I am curious though, why do people dislike Windows Store? It is much like mobile stores, provides automatic updates and sandboxes apps (where possible).
I do believe you've answered your own question, haha.
The main reason (in my head) is I do not want to contribute to this non-local, always-connected, environment that's constantly etching away at users' privacy.
As for the mobile store aspect, I don't think the typical power user really enjoys the mobile store. I'm always having to disable auto-updates because developers will make changes that I do not want, push malicious updates, or an update simply breaks the application for me.
Additionally, Microsoft has a habit of building and abandoning these types of programs.
Oh, and the last thing-- I'm not even sure if I can use the store anymore after running those telemetry killers for Win10.

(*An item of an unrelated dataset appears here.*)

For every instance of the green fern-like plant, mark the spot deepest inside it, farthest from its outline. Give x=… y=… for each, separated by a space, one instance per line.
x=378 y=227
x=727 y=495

As I type, I realize I could probably write a paper on why I dislike the app store. In fact, I might. I understand the store probably helps your app get seen, but an app targeting powerusers seems best suited elsewhere. However now that there is a free version, you're in the only market you have left - people who don
t know there's a free version or cant figure out how to find/use/install it and are willing to pay.
To answer your curiosity, I use your wm and I love it, but:
It means I have to sign in to windows: I have to deal with it nagging me to change my standard logon to a microsoft logon. I then have to worry about all the other apps and their permissions, privacy implications now and in the future.

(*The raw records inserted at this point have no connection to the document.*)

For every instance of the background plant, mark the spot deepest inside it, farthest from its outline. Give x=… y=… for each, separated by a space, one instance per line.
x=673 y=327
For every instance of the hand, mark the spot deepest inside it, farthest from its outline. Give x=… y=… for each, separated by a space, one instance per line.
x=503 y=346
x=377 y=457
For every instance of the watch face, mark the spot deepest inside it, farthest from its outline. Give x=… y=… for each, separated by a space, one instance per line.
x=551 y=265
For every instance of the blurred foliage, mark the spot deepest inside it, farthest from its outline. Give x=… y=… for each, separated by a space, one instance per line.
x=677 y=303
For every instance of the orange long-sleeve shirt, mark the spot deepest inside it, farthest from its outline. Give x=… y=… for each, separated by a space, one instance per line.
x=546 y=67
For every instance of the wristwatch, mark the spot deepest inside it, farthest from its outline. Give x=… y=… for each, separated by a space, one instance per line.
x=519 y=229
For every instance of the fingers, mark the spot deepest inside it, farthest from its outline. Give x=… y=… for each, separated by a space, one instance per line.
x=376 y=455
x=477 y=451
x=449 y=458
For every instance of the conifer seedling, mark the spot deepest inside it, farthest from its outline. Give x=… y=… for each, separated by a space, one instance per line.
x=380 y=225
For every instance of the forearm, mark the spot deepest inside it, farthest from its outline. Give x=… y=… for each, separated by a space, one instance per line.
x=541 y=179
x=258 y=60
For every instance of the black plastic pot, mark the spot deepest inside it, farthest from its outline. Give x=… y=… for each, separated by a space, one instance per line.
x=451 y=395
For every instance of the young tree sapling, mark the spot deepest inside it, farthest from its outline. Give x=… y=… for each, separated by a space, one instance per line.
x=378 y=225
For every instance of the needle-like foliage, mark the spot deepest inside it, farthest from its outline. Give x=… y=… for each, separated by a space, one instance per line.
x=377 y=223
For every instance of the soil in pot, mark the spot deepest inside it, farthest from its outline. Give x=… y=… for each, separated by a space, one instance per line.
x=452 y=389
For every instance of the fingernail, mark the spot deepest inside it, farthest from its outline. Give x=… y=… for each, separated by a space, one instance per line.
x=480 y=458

I have to give my credit card details to microsoft.
I can't easily take the software with me if I need to use another machine/laptop/tablet etc without having to, again, sign into windows in some way and have all of the above congnitave overhead *n machines.
Hell even if I make another local user account for testing or whatever I can't even use your software as I again have to sign into windows even though its working for my main logon.
It all adds up to another thing that needs managing/thinking about, which pretty much takes the convienience of (your software, in this case) away.
If you wanted to make it restrictive and painful for your users, you have succeeded!
Please don't underestimate the privacy implications as once you have signed into the app store, you're signed into all the other apps too. I would much prefer to have a regular exe with a serial.
The credit card being in Microsoft's hands is just another surface that my card is exposed to, perhaps I'm being over zealous worrying on that front.
It's extremely fast and intuitive to use, middle button to drag windows to zones (or whatever you configure). It comes with some decent layout templates.
However the template system is in XAML which is fine if you're au fait with that but can be a bit fiddly to get what you want.
The only other issue I have with it is that the full version - which is definately worth the money - is distributed via the windows store which forces you to have an account with Microsoft. Overall though, excellent.
I'd give it a try if I still developed on Windows. I find it amazing no one has made a good tiling window manager for Windows yet. On Linux I use i3 and love it. Back in the day I used that auto-hotkey script that did window tiling. It was okay, but kinda buggy.